Although Virgo the Virgin creeps in at the end, most of this difficult month belongs to the Lion. Give a party for a pride of Lions -- everyone you know born under that sun sign. Ask each Leo to write down his or her strongest traits -- good and bad -- and see if, as the astrologers say, a sun sign is destiny. Sing appropriate songs ("Your Lyin' Eyes"), have a Mane Event with a prize for the most outlandish hair style, play pin the crown on the Lion (no one would dare to pin a tail on the king of the beasts) and serve steak tartare.
*Instead of fighting August, go along with it by having a sticky party.
Sticky sweets (baklava); sticky wines (Sauternes or a Barsac); sticky games (a modeling clay contest, fingerpaints, a taffy pull). Set out stacks of washcloths and towels and when everyone is ready to go home, hose them all down.
*Celebrate Izaak (The Compleat Angler) Walton's birthday this Friday by serving two of the things he liked best -- fish and the heavenly strawberry.
"We may say of angling as Dr. Boteler [17th-century writer William Butler] said of strawberries: 'Doubtless God could have made a better berry, but doubtless God never did," wrote Walton. The fish first -- grilled swordfish perhaps, or pan-fried trout -- and then a simple strawberry shortcake or a custardy tart topped with row upon row of the bright red berries. And drink, of course, but in moderation in honor of the man who also wrote, "I love such mirth as does not make friends ashamed to look upon one another next morning."
*Work your way through an alphabet dinner.
When you give the invitations, explain that there will be a secret plan to the dinner, and anyone who guesses it will win a prize. Serve Aperitifs with tin slices of Bread and Butter heaped around a mound of Caviar; Duck breast cut into into small chunks and tucked into Endive leaves; Fish pa te'; Gravalax and Herring.
Ah, here we pause for a tart fruit Ice to clear the palate.
Then the soup course, a Jellied consomme', followed by the main course: a bed of chopped Kale on which rests a leg of Lamb, served with Mint Jelly, Noodles, Onions, Peas and Quince preserves. For the salad -- Romaine, Spinach, cherry Tomatoes and Umbrella mushrooms tossed with a Vinaigrette. And then a switch to a sweet dessert Wine (announced by a tune played on a Xylophone, or we will be left without an X; alternatively, you may, at this point, introduce an X-husband or an X-wife into the party) served with a Yellow cake, topped with fruit and a Zabaglione sauce. Prize for anyone who guesses (and to be fair you will have announced each dish) is Baby's First Alphabet.
*Scout around for an empty school playground and field your own sandlot team.
Each Saturday or Sunday during August, match your noble nine against another local group. Lining up the pitchers, batters and fielders will, if nothing else, teach you which of your friends are right-handed and which left. Beer and burgers afterward at the nearest dugout.
*All right, so you're not in Tuscany or the Dordogne. Pretend you are.

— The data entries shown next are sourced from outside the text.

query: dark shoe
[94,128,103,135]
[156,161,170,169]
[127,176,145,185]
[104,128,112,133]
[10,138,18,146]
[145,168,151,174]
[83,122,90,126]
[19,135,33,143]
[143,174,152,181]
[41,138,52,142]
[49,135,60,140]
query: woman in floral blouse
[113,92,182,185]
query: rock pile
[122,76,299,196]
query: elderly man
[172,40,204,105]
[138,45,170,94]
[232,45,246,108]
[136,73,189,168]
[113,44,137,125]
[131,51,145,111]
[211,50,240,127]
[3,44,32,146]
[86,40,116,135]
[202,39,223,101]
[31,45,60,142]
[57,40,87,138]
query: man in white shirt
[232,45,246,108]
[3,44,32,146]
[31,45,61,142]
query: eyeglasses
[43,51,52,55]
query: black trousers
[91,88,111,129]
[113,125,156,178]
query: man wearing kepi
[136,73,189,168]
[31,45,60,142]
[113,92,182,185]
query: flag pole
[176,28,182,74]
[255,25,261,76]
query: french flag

Invite four or five people for the kind of lazy lunch that fills a summer day. Ask everyone to arrive at 10 a.m. and feed them coffee and croissants before heading for the nearest farmer's market. There may not be the variety that you'll find in their European counterparts, but the colorful stalls and party atmosphere is the same, and so is the desire to buy much more than you can possibily use. (If you don't have a favorite local market, the Montgomery Farm Women's Cooperative Market, 7155 Wisconsin Ave. in Bethesda, is open mornings on Wednesdays and Saturdays; it is all hustle-bustle and a little bit of everything.) Buy breads and cheeses, fresh fruits, greens, whatever appeals. You will have far too much food and you and your guests will lug it home and share an aperitif while preparing the lunch. It will be late, of course, because of the shopping, and because having all that help means that everything will take twice as long, but at last you will be sitting outside around a table set with bottles of wine and all that lovely food. There will be music in the background and one by one, as people tire of eating, they will wander off to fall asleep on the lawn, dreaming of sunny days in other lands.
A dog days musicale doesn't require star performers. Ask friends to learn at least two songs ("Twinkle, Twinkle Little Star" will not strain anyone) on an instrument of their choice and to join you with their instrument for an August concert. You may wind up with six kazoos, a harmonica and a wash basin -- or you may discover that your circle harbors a virtuoso violinist. But it will be fun and the closed windows and hum of the air conditioner means that the neighbors won't have to hear.